Homework 3: Tree Hugger

The goals of this assignment are:

  • To get practice implementing methods on classes
  • To get practice designing and developing programs on trees
  • To consider some of the ethical implications of autocorrect

Due date

  • HW3 is due on Friday, February 28 at 9pm.

Setup and Handin

Setup

In order to setup your hw3 directory on your department machine, open a terminal and run the command cs0112_install hw3. This will create a directory in your ~/course/cs0112/ directory for this assignment.

Handin

You may submit as many times as you want. Only your latest submission will be graded. This means that if you submit after the deadline, you will be using a late day – so do NOT submit after the deadline unless you plan on using late days.

The README template can be found here. Please follow the design and clarity guide–part of your grade will be for code style and clarity. After completing the homework, you will submit:

  • README.txt
  • bst.py
  • test_bst.py
  • trie.py
  • test_trie.py

Because all we need are the files, you do not need to submit the whole project folder. As long as the file you create has the same name as what needs to be submitted, you’re good to go!

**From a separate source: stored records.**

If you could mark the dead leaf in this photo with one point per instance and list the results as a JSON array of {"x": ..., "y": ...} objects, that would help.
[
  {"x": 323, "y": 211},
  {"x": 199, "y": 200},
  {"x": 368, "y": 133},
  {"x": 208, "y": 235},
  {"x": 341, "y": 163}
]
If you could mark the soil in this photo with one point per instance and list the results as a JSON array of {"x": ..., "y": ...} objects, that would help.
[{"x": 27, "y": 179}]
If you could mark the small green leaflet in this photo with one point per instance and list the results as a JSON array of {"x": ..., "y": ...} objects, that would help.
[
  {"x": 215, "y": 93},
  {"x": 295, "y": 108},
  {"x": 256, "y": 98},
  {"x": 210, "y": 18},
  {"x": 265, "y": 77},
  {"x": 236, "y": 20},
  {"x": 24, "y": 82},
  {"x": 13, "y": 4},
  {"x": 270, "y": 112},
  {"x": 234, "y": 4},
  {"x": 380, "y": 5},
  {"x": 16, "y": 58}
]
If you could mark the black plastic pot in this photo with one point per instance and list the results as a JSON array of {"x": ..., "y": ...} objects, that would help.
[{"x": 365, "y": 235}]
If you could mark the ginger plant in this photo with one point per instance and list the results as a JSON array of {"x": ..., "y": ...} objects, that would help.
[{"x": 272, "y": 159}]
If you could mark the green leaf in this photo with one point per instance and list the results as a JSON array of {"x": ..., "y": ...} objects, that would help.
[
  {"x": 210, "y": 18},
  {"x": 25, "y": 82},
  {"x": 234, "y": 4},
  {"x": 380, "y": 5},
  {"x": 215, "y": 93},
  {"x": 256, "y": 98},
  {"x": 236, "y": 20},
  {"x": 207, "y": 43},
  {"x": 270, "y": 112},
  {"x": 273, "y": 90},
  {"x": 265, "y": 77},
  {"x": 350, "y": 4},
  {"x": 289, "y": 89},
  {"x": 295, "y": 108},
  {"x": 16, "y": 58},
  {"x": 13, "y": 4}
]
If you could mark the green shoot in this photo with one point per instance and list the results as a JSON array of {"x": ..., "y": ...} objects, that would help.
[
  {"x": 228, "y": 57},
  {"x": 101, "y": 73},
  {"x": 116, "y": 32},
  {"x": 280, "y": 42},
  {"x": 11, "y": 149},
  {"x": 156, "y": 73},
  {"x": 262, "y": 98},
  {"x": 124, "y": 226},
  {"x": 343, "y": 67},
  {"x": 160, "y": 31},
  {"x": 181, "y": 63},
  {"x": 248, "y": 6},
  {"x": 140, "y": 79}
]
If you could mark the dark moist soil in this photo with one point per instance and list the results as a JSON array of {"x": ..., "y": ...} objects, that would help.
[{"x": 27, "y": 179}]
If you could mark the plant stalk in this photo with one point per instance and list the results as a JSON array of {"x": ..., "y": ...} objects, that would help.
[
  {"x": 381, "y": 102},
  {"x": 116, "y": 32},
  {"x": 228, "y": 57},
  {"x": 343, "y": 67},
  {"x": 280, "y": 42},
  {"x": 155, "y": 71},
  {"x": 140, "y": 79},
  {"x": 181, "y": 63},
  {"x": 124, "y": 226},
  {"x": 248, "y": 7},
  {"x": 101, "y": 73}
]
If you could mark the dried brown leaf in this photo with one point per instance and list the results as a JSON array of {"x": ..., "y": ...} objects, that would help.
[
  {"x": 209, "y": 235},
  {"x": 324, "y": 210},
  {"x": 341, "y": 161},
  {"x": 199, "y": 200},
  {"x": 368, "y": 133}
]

If you are using late days, make sure to make a note of that in your README. Remember, you may only use a maximum of 3 late days per assignment. If the assignment is late (and you do NOT have anymore late days) no credit will be given.

Please don’t put your name anywhere in any of the handin files–we grade assigments anonymously!

You can follow this step-by-step guide for submitting assignments through gradescope here.

Helpful Things

Documentation

Staff Assistance

Your friendly TAs and Professor are here to help with this assignment! You can find our schedule for office hours here.

The Assignment

Part 1: Searching for answers

In class, we implemented some methods on a binary search tree. For this part of the assignment, you’ll write a few additional methods that a binary search tree implementation might provide.

The bst.py file contains our binary search tree implementation from class, along with a few unimplemented methods:

  • The height method should return the height of the binary tree: that is, the maximum distance between the root node and a leaf node. The height of an empty binary tree is 0; the height of a tree with just a root node is 1. Hint: Python’s max function returns the maximum of two numbers.
  • The number_of_nodes method should return the total number of nodes in the tree.
  • The between function should return a sorted list of the elements in the tree whose values are between its two arguments. The list shouldn’t include elements which are equal to either argument (i.e., the range should be EXCLUSIVE on both sides). Don’t build this list by getting a list of all of the elements in the tree and then filtering the list–there’s a more efficient way to find elements in a particular range! Hint: think about what you should do if the root node’s value is 8 and you’re looking for elements between 9 and 20!

You will probably to want to use helper methods for all three of these. Please do so! Your helper methods should have docstrings and type annotations, but do not need separate tests.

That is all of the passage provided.